StructuredOutputJudge

StructuredOutputJudge() compares the harness output with expected values from metadata or matcher options. Use it for deterministic checks when the harness returns a parsed domain object instead of raw provider text.

Usage

import { StructuredOutputJudge } from "vitest-evals";

describeEval("capital questions", {
  harness: structuredQaHarness,
  judges: [
    StructuredOutputJudge(),
  ],
});

Explicit Assertion

Use explicit assertions when a case needs an extra check or when you want to record a score separately from the suite defaults.
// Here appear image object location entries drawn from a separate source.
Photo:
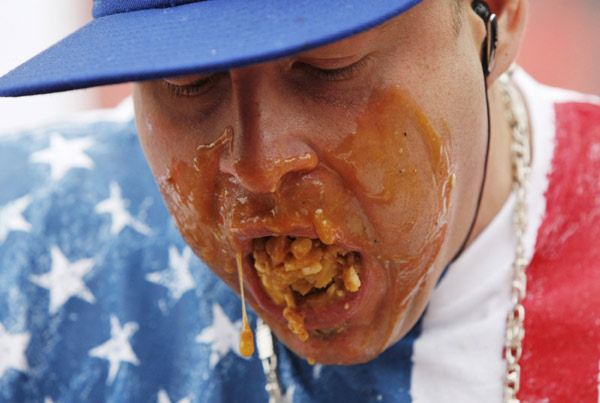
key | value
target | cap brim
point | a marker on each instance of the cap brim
(197, 37)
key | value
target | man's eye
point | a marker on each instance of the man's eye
(195, 88)
(338, 74)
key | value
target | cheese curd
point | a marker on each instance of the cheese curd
(293, 270)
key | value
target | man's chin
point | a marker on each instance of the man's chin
(336, 346)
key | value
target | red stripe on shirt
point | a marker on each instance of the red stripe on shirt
(561, 350)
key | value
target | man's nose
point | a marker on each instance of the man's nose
(269, 136)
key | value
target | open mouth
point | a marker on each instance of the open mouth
(305, 275)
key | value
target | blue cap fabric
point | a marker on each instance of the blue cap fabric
(134, 40)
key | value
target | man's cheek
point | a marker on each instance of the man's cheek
(399, 167)
(190, 190)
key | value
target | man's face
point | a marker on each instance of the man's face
(374, 145)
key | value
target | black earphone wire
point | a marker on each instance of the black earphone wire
(485, 164)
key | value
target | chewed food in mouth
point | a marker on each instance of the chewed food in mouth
(300, 270)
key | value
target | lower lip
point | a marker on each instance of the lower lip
(315, 317)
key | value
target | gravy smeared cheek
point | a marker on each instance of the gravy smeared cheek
(302, 270)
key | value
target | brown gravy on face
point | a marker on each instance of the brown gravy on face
(394, 159)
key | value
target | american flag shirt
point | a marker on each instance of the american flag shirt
(101, 299)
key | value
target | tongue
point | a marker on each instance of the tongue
(305, 274)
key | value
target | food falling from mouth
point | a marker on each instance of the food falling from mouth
(246, 337)
(301, 270)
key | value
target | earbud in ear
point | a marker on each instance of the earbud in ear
(488, 49)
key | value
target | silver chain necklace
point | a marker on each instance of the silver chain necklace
(517, 118)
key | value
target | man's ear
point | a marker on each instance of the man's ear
(512, 16)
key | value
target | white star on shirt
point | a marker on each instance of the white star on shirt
(62, 155)
(11, 217)
(65, 280)
(12, 351)
(121, 218)
(117, 349)
(222, 336)
(163, 397)
(177, 278)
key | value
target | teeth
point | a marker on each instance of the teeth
(351, 279)
(292, 268)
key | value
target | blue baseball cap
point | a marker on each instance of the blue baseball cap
(136, 40)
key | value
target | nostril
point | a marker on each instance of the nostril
(261, 173)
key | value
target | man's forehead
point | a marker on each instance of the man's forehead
(362, 40)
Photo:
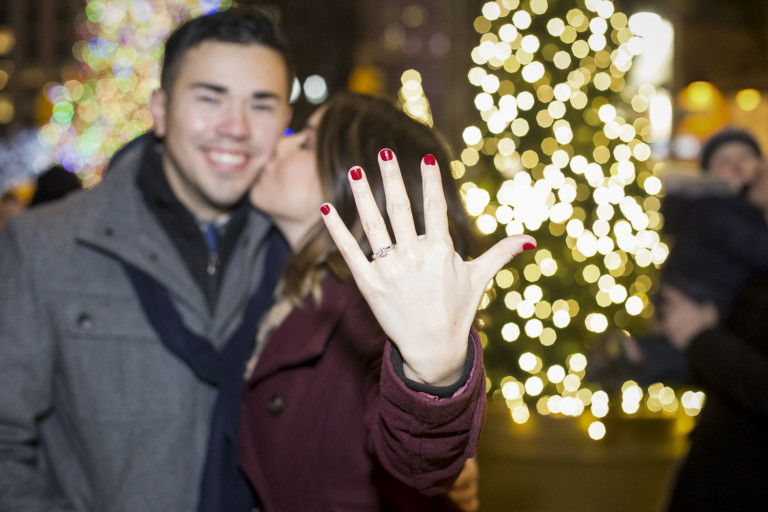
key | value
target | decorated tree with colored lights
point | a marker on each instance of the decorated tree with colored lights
(561, 151)
(102, 104)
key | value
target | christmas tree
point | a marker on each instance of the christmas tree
(562, 150)
(102, 101)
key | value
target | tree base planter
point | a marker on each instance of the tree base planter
(551, 464)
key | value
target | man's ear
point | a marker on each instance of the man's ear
(157, 106)
(288, 116)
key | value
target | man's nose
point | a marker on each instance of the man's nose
(235, 123)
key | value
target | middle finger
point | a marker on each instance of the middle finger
(398, 205)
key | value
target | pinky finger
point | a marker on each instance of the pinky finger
(345, 242)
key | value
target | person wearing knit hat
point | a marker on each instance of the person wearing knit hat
(731, 154)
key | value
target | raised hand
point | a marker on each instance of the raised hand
(422, 293)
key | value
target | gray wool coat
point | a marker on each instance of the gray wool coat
(95, 413)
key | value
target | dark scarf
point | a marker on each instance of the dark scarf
(224, 488)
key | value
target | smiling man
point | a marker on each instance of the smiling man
(121, 307)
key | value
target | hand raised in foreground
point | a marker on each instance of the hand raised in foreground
(422, 293)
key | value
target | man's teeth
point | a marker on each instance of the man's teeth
(227, 158)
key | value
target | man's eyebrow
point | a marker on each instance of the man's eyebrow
(220, 89)
(265, 96)
(211, 87)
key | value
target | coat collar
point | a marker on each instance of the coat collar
(118, 222)
(305, 333)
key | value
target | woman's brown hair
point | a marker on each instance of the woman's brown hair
(352, 131)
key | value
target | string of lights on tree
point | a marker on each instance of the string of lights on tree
(562, 151)
(103, 104)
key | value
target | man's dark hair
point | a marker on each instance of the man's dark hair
(239, 25)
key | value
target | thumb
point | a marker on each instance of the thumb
(491, 261)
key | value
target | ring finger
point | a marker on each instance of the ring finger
(370, 217)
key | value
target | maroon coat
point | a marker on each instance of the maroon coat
(326, 425)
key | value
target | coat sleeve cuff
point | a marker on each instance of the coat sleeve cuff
(396, 359)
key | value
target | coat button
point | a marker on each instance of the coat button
(276, 405)
(84, 321)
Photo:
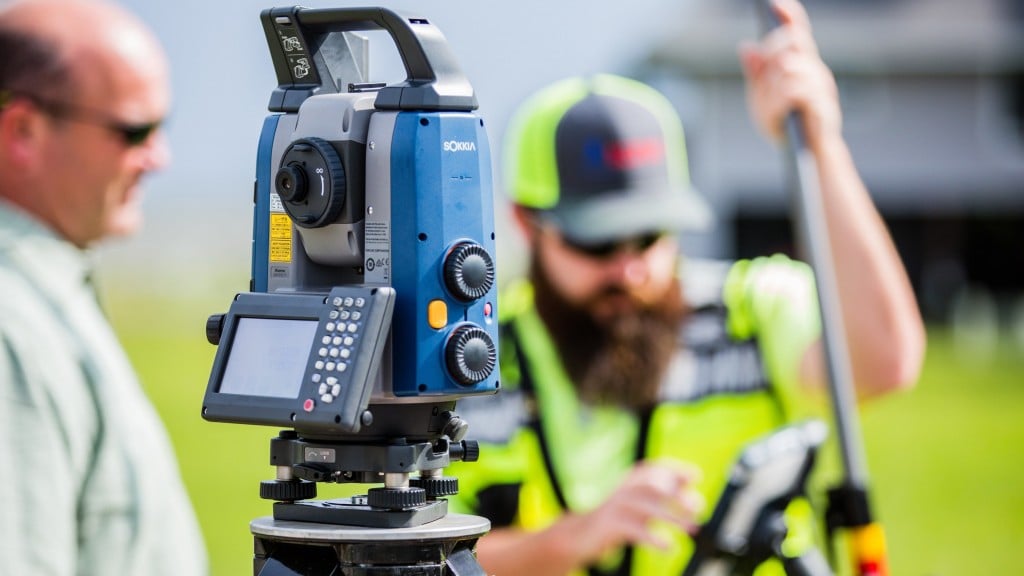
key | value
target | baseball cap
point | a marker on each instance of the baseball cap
(603, 158)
it("records a structured output score", async ({ run }) => {
  const result = await run("What is the capital of France?", {
    metadata: {
      expected: { answer: "Paris", country: "France" },
    },
  });

  await expect(result).toSatisfyJudge(StructuredOutputJudge, {
    threshold: null,
  });
});

threshold: null records the score without turning it into a failure.

Expected Output

Put the expected value in run metadata.

const result = await run("What is the capital of France?", {
  metadata: {
    expected: {
      answer: "Paris",
      country: "France",
    },
  },
});

Structured output checks work best when the harness returns a domain object instead of raw provider text.

Failure Behavior

The judge fails when the configured expected fields do not match the harness output and the score falls below the active threshold. Keep harness output as a domain object so reports can show field-level differences instead of raw text comparisons.